Hmm...trust the leg's healing fine....what kind of fracture was it ?
On the thread of conversation...yeah, its tough to maintain on the blogger...are you prone to the vice of chatting also....then perhaps we might exchange random exclaimations.
whoa! food is fun!!! and u r NOT gona get fat.... incase u do feel u ve put on some weight then u can shed it all by excercsing once ur foot s k...
happy eating!!!
and Dont feel guilty
*hi-5*
ha!,I like ur new TLOG,nice idea though....
Yeh,I can imagine how to feels not to smoke on a Sunday.....
Sundays have remained boring since like the beginning of forever, and rather more pissing for me when thy roomies bring on their love ladies and have fun. Grr!!
Jacked at home for 8 weeks? I've been surviving since a yr. and a half. just that there is no folks opera here. Dream!
Hail! Tag Queen. Hail!
deep, stop it! idiot! kheye deye shaala kaaj nei amar pechone lagte eshechish! u dun even hav a bloody blog!
riya, i hav been lookin for tags...there shall be update very soon..jus lemme deal with the darned exams!
sam, :( i need to lose weight. im running out of sacks at an alarming rate!

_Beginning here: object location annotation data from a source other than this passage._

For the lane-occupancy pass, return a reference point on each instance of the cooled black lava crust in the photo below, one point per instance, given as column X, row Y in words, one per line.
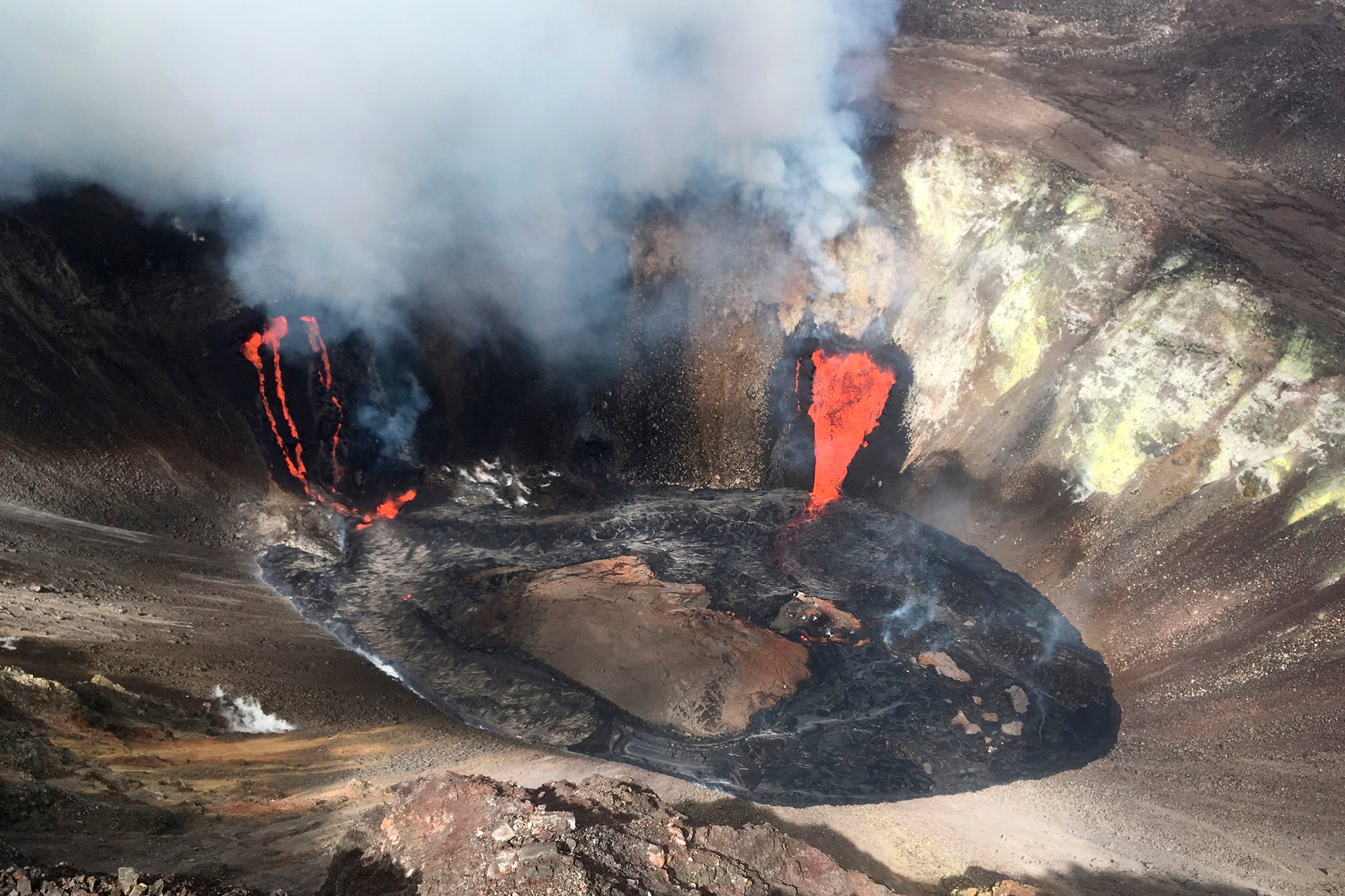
column 868, row 725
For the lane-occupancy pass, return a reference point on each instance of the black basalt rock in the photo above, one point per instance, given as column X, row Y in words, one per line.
column 961, row 675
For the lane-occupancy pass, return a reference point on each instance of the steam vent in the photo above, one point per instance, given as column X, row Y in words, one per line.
column 825, row 448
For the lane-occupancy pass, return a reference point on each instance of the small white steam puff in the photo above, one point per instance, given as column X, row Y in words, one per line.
column 244, row 715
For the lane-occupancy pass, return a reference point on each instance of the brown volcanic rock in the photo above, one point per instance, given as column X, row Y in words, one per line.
column 653, row 648
column 456, row 836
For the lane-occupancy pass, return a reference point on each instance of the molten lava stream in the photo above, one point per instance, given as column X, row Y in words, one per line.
column 849, row 393
column 276, row 330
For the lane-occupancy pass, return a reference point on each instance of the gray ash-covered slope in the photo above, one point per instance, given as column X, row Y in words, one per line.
column 914, row 666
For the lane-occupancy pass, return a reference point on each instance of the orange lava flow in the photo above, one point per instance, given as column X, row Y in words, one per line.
column 315, row 341
column 250, row 349
column 849, row 393
column 387, row 509
column 275, row 331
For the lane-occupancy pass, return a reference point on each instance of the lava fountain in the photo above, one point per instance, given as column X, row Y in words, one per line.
column 849, row 393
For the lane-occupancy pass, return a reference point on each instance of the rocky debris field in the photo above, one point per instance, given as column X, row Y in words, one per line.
column 455, row 836
column 64, row 880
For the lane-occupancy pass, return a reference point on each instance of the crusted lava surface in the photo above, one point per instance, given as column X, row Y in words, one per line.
column 959, row 676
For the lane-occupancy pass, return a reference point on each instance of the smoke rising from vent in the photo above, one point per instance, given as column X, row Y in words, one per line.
column 244, row 715
column 456, row 150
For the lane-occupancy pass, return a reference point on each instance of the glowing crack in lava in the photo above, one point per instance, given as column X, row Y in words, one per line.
column 849, row 393
column 269, row 337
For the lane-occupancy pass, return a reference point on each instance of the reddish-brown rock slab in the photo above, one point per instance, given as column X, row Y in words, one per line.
column 455, row 836
column 653, row 648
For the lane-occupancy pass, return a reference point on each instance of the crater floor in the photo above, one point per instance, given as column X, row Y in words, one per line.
column 883, row 658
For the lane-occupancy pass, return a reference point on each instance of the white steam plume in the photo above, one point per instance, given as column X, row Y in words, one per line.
column 373, row 150
column 244, row 715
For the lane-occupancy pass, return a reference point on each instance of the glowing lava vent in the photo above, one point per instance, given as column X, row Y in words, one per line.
column 849, row 393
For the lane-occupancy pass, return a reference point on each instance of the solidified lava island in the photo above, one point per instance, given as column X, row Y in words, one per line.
column 724, row 637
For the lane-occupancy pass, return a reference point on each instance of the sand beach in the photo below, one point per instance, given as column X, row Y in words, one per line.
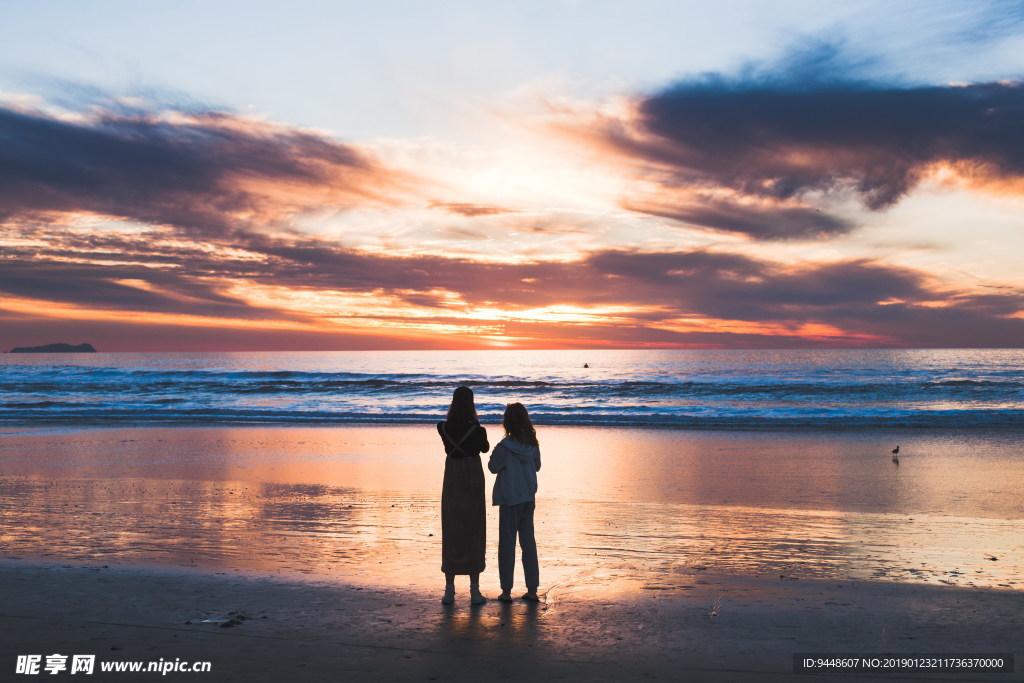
column 704, row 556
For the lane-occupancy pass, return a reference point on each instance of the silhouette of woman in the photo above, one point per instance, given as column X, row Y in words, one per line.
column 463, row 507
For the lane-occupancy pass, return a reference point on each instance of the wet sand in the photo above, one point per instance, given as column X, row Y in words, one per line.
column 665, row 555
column 606, row 626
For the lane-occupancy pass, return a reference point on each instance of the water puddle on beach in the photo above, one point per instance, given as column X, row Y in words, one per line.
column 363, row 505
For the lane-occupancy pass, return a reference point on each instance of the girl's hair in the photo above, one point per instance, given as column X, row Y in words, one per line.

annesh, plaster's finally off! so i'll be able to get back to the mundane regularity of life soon enough! n can't really say, im talkative. :(
vidya, yes yes yes yes yes yes yes yes food is a LOT of fun! but i hav overdone the fun, takin advantage of broken leg... n nw i shall hav to ear the burden of exercising!!
waaah! :'-(
but hell, me not guilty at all! i jus am a glutton! :P
moolah, tlog baby be a fun baby. plus it got garfield on it! i'm very pleased with mysef! :D
sutta, i REFUSE to answer to you till i see tag up on your blog! :P
huh?? in dat case i might lend u a few....
the blog is really entertaining , stop worrying abt being obese, u r still far from achieving it .....
that sounds like a story about me... :)
sam, fine! make fun of me!! i shall sit and sulk with my sacks!!
sarfaraz, the last time you saw me, it was december!! i have been home hogging for the past 2 months!!! i am OBESE!!